Si vous n’êtes pas prêt à l’étrange, l’inexplicable, le dérangeant, l’incompréhensible… passez votre chemin !
Il faut dire que les albums de Nicolas de Crécy sont souvent déstabilisants, et celui-là mérite certainement une très bonne place sur ce podium.Un génial Prosopopus, écrasant de noirceur et lumineux d’amour pour les âmes aventurières.
– Et ça cause de quoi, en fait ?
– Laissez-vous surprendre, dis-je !
« Cet animal ne figure pas parmi les bêtes domestiques, on n'en trouve pas toujours dans le monde, aussi bien, son aspect ne se prête-t-il pas à une classification. Ce n'est pas comme un cheval ou un bœuf, un chien ou un porc, un loup ou un cerf. Dans ces conditions, même si on se trouvait en présence d'un prosopopus, il serait difficile de savoir que c'en est bien un. Les bêtes à cornes, on sait que ce sont des bœufs ; les bêtes à crinière, on sait que ce sont des chevaux. Le chien et le porc, le loup et le cerf, on sait qui ils sont.
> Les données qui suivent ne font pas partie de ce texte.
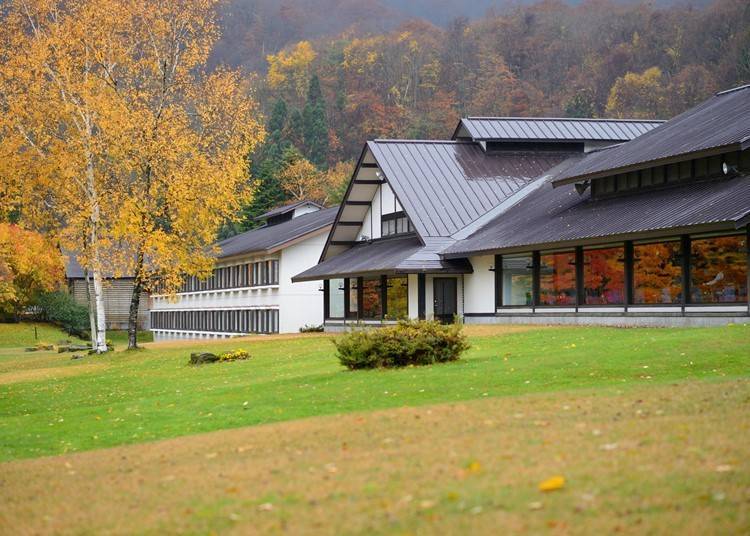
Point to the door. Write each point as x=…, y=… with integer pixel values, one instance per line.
x=445, y=299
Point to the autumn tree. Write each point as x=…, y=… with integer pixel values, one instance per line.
x=60, y=117
x=29, y=265
x=637, y=95
x=315, y=125
x=186, y=139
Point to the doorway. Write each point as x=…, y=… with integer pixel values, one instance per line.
x=445, y=298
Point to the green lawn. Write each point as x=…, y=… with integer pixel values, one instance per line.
x=51, y=405
x=30, y=334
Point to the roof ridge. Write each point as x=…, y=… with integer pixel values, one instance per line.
x=446, y=142
x=581, y=119
x=732, y=90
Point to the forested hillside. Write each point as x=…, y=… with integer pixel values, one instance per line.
x=595, y=59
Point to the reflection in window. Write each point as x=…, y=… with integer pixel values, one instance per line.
x=397, y=294
x=657, y=273
x=604, y=276
x=517, y=279
x=371, y=297
x=336, y=298
x=557, y=279
x=718, y=270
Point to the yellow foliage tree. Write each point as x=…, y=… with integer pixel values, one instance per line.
x=637, y=95
x=29, y=264
x=137, y=153
x=59, y=118
x=186, y=137
x=290, y=70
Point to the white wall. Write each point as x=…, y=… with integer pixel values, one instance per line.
x=300, y=303
x=480, y=286
x=383, y=202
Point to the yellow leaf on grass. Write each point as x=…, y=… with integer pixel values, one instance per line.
x=552, y=484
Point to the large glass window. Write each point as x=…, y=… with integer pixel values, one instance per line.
x=371, y=297
x=604, y=276
x=336, y=298
x=657, y=273
x=557, y=278
x=718, y=269
x=397, y=294
x=517, y=279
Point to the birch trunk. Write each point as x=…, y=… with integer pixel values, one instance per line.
x=100, y=343
x=92, y=308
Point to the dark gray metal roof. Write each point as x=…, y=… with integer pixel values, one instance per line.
x=404, y=254
x=722, y=121
x=554, y=129
x=552, y=215
x=275, y=236
x=446, y=185
x=278, y=211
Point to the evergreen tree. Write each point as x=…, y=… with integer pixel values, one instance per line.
x=315, y=125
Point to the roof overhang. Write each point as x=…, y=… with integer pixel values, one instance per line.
x=652, y=163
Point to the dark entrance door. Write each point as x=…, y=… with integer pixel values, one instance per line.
x=445, y=299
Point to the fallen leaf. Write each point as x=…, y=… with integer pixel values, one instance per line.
x=552, y=484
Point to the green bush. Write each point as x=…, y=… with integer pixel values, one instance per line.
x=61, y=309
x=410, y=342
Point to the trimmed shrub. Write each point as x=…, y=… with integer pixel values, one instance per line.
x=410, y=342
x=61, y=309
x=201, y=358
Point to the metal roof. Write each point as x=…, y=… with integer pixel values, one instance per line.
x=554, y=129
x=552, y=215
x=404, y=254
x=720, y=123
x=446, y=185
x=278, y=211
x=275, y=236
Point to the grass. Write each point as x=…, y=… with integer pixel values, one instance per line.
x=26, y=334
x=649, y=428
x=51, y=405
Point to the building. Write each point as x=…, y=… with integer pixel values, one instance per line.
x=117, y=293
x=251, y=290
x=550, y=221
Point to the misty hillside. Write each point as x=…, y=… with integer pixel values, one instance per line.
x=253, y=29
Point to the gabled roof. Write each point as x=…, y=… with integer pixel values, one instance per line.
x=446, y=185
x=272, y=238
x=278, y=211
x=395, y=255
x=551, y=216
x=720, y=124
x=553, y=129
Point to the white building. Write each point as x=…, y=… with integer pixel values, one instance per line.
x=251, y=289
x=540, y=220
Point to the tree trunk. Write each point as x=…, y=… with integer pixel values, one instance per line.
x=92, y=308
x=100, y=343
x=135, y=301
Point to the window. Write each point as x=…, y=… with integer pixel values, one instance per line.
x=557, y=279
x=397, y=297
x=395, y=223
x=371, y=297
x=353, y=298
x=604, y=276
x=718, y=269
x=517, y=279
x=336, y=298
x=657, y=273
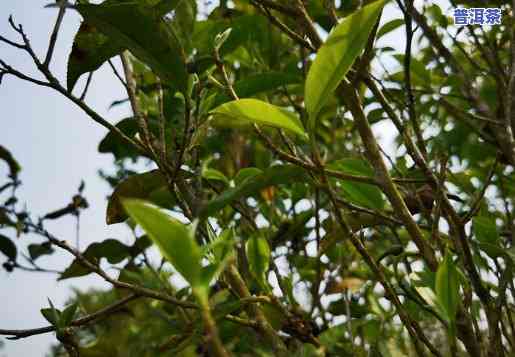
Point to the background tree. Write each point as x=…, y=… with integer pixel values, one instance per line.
x=291, y=229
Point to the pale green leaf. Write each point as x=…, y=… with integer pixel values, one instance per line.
x=174, y=239
x=248, y=111
x=336, y=56
x=447, y=287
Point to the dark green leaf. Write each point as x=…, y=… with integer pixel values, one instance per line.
x=68, y=314
x=175, y=240
x=136, y=186
x=50, y=315
x=485, y=229
x=112, y=143
x=6, y=156
x=389, y=27
x=362, y=194
x=37, y=250
x=275, y=175
x=247, y=111
x=258, y=83
x=447, y=288
x=258, y=255
x=91, y=48
x=146, y=35
x=8, y=248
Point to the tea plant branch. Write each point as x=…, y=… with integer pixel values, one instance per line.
x=477, y=202
x=283, y=27
x=53, y=38
x=85, y=320
x=410, y=98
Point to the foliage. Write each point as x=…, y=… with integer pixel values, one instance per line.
x=284, y=223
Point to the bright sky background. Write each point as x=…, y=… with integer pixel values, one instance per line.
x=56, y=144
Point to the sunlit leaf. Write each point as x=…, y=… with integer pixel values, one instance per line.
x=146, y=35
x=8, y=248
x=447, y=287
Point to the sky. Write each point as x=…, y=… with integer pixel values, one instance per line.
x=56, y=145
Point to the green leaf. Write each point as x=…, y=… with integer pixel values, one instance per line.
x=146, y=35
x=258, y=83
x=136, y=186
x=68, y=314
x=275, y=175
x=37, y=250
x=447, y=287
x=91, y=48
x=389, y=27
x=336, y=57
x=112, y=143
x=111, y=249
x=6, y=156
x=50, y=315
x=360, y=193
x=175, y=240
x=247, y=111
x=258, y=255
x=8, y=248
x=485, y=229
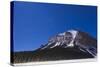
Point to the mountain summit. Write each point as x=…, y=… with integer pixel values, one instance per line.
x=73, y=38
x=72, y=44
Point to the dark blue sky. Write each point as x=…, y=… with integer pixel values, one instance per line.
x=35, y=23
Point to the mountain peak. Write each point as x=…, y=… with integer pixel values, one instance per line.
x=73, y=38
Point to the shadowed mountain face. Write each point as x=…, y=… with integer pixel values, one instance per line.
x=64, y=46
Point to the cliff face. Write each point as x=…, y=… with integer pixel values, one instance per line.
x=64, y=46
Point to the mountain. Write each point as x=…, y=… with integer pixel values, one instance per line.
x=72, y=44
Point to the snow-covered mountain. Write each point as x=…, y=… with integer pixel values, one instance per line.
x=72, y=44
x=73, y=38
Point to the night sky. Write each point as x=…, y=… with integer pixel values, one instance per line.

Il n'y a que le prosopopus qu'on ne puisse pas reconnaître. »
Il est grand comme un ours, a une peau tantôt blanchâtre comme du lait d'ânesse, tantôt jaunâtre comme de l'urine.
Il a deux dents qui crachent de la fumée, et des yeux tout à fait humains. Il a la queue d'un petit chien. Il a les pattes griffues.
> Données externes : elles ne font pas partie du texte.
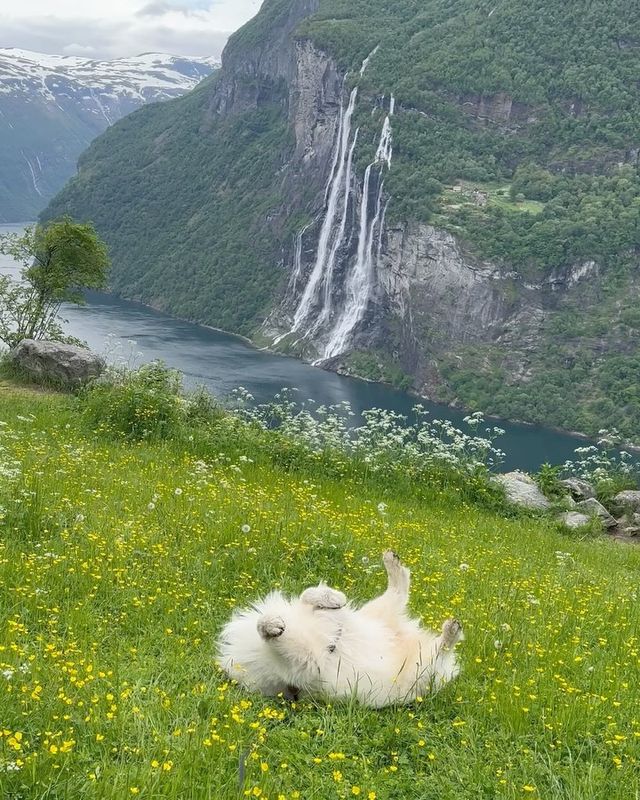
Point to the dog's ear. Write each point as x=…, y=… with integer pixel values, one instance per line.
x=291, y=694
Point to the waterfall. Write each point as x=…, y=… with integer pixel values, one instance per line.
x=332, y=231
x=315, y=311
x=360, y=280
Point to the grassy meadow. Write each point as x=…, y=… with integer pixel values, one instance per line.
x=120, y=560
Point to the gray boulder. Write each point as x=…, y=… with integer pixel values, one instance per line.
x=574, y=519
x=628, y=501
x=593, y=508
x=578, y=489
x=522, y=490
x=64, y=365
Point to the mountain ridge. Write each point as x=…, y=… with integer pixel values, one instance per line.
x=53, y=106
x=479, y=265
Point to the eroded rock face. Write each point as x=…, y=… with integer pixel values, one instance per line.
x=574, y=519
x=578, y=489
x=595, y=509
x=522, y=490
x=628, y=501
x=53, y=362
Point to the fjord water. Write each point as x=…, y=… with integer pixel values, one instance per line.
x=221, y=362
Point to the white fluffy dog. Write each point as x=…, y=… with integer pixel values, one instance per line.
x=320, y=645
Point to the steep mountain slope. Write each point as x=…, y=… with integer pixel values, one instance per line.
x=51, y=107
x=445, y=195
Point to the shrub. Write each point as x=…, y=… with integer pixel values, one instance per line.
x=142, y=404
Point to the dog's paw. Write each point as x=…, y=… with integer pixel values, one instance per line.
x=270, y=627
x=391, y=560
x=452, y=632
x=324, y=597
x=396, y=570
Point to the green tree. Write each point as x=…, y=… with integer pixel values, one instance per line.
x=60, y=260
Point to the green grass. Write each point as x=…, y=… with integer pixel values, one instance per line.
x=119, y=562
x=497, y=195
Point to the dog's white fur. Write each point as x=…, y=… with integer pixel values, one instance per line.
x=320, y=645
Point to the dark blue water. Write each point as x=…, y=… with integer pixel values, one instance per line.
x=137, y=334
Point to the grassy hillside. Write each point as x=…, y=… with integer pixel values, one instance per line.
x=120, y=560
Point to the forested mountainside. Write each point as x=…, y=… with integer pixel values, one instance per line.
x=51, y=107
x=441, y=194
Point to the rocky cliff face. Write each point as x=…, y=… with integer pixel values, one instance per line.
x=287, y=199
x=410, y=292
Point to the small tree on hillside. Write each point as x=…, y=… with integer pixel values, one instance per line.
x=60, y=260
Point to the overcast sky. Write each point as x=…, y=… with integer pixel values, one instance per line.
x=114, y=28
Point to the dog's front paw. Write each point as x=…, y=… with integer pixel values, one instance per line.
x=271, y=627
x=324, y=597
x=452, y=632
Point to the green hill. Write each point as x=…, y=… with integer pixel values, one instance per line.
x=120, y=560
x=507, y=272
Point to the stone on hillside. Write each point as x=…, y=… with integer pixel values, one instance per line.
x=522, y=490
x=627, y=501
x=578, y=489
x=595, y=509
x=62, y=364
x=574, y=519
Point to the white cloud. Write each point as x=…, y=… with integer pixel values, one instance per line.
x=114, y=28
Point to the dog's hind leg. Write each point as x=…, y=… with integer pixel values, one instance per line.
x=451, y=634
x=391, y=605
x=296, y=644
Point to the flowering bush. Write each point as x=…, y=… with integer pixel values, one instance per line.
x=607, y=468
x=385, y=442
Et c'est avec ces pattes qu'il attrape ceux qui l'approchent, et celui qui se fait attraper meurt sans espoir de salut.
Le prosopopus est qualifié en langue grecque d'anthropophage, car la plupart du temps il tue les hommes et les mange.
Mais il mange aussi le lait fermenté en grandes quantités.
Récit étrange et pénétrant, entièrement muet, Prosopopus nous révèle un monde d'où, à son image, brutal, sans pitié et grotesque dans sa démesure, jaillit un monstre moderne.
Avec cette oeuvre éblouissante, qui ne ressemble à aucune autre, Nicolas de Crécy laisse dans nos cœurs, une fois le livre refermé, une empreinte indélébile.